The programme promised to be challenging but rewarding.

The client was one of the three biggest banks in Nigeria in terms of assets. They approached the globally ranked business school where I worked part-time with an interesting request. They wanted a bespoke senior leadership development programme for three cohorts comprising their assistant general managers and general managers.

Sessions the experienced faculty were to deliver included strategy, leadership, and tech and innovation.

I was invited to facilitate three sessions on leadership communication, persuasion, and influence for one cohort. I hadn’t worked with the client before, so I was looking forward to sharing best practices with their staff on using effective communication to amplify their influence.

The participants were executives with an average of 22 years of experience in the bank. After reviewing their profiles and reading about their expectations of my sessions, I decided to provide a guide for leading more effectively.

I designed my sessions. I incorporated different elements (lectures, discussions, videos, and role-play) to coax knowledge retention. I also encouraged participants to challenge different viewpoints.

Facilitating the sessions was rewarding. But more importantly, my interaction with the seasoned executives highlighted four key points of leadership communication, persuasion, and influence that you should note when leading in the 21st century.

1) Understand that ‘likeability’ is a powerful tool to coax trust

I began my session by asking a deceptively simple question based on the participants’ decades of experience:

Warmth versus competence: Which coaxes influence?

“In other words”, I clarified, “To get results and lead people effectively, is it better to be to be liked or competent?”

The participants quickly became divided. But most of them believed that it was better to be skilled in your role to justify your position in the company than to be liked. They provided good explanations to support their decision.

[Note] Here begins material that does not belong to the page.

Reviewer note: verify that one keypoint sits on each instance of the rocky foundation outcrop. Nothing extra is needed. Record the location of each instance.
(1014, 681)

After the debate ebbed, I shared the research findings on the warmth-competence dilemma provided by Harvard social scientist Amy Cuddy and her peers. The study stressed that both warmth (likeability) and competence (qualifications/technical ability/knowledge) were important in leadership. Nonetheless, to be an effective leader, warmth must come first. 

The researchers highlighted two points, which you should remember:

a) Before people decide what they think of your communication, they decide what they think of you.

b) Warmth coaxes trust. They affirmed that warmth is the conduit of influence: It facilitates trust, communication, and the absorption of ideas.

The researchers’ advice: Connect, then lead.

So, don’t incite distrust and resistance to your ideas by first demonstrating how strong (smart/knowledgeable/fearsome) you are.

Instead, I urged the participants to display the attributes that make them likeable, which will increase the perceptions of their warmth. Such indicators include active listening, open body language, and considerate discourse. After they’ve earned people’s trust, they could show how their competence delivers on the assignment. In that way, they’d influence people to work towards business goals.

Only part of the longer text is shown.